To avoid accidentally running out of memory in loop_until, we additionally changed two things:

  • Use Process.clock_gettime (that returns a zero-allocation float) instead of Time.now (that returns a new Time instance)
  • Add a check_condition_every_seconds to avoid calling the condition checking code too often, as it can do allocations

Motivation:

This change is an attempt at avoiding the flakiness seen in https://github.com/DataDog/dd-trace-rb/actions/runs/18560146732/job/52906922299:

Failures:

  1) Datadog::Profiling::Collectors::CpuAndWallTimeWorker#start sampling from signal handler when signal handler sampling is disabled does not prepare samples in the signal handler
     Failure/Error: expect(sample_count).to be_within(20).percent_of(signal_handler_enqueued_sample)
       expected 15 to be within 20% of 20
     # ./spec/datadog/profiling/collectors/cpu_and_wall_time_worker_spec.rb:1053:in 'block (4 levels) in <top (required)>'
     # ./spec/spec_helper.rb:272:in 'block (2 levels) in <top (required)>'
     # ./spec/spec_helper.rb:154:in 'block (2 levels) in <top (required)>'
     # /usr/local/bundle/gems/webmock-3.24.0/lib/webmock/rspec.rb:39:in 'block (2 levels) in <top (required)>'
     # /usr/local/bundle/gems/rspec-wait-0.0.10/lib/rspec/wait.rb:47:in 'block (2 levels) in <top (required)>'
     # ./spec/support/execute_in_fork.rb:32:in 'ForkableExample#run'

Finished in 27.13 seconds (files took 1.14 seconds to load)
787 examples, 1 failure, 19 pending

Failed examples:

rspec ./spec/datadog/profiling/collectors/cpu_and_wall_time_worker_spec.rb:1068 # Datadog::Profiling::Collectors::CpuAndWallTimeWorker#start sampling from signal handler when signal handler sampling is disabled does not prepare samples in the signal handler

The assertion that failed checks that the number of times the profiler actually got to sample is close to the number of times it tried to sample.

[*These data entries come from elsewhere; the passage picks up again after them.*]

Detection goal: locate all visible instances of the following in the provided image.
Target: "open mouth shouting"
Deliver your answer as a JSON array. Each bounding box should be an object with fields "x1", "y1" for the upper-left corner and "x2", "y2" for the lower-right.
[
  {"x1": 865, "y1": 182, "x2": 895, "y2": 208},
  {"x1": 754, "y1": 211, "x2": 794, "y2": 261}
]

Unfortunately, I could not reproduce the issue locally but I suspect that what made this condition flaky is GC: the profiler is not able to sample during GC and thus if a long-enough-running GC happens at the wrong time, this condition could fail.

I am suspicious that GC is the source also because loop_until caused lots of allocations previously.

Hopefully this was the source of the flakiness; if not, I'll come up with more ideas next time ;)

Change log entry

None.

Additional Notes:

Fixes https://github.com/DataDog/ruby-guild/issues/272

How to test the change?

If CI is green we're good! The logic on the test itself hasn't changed.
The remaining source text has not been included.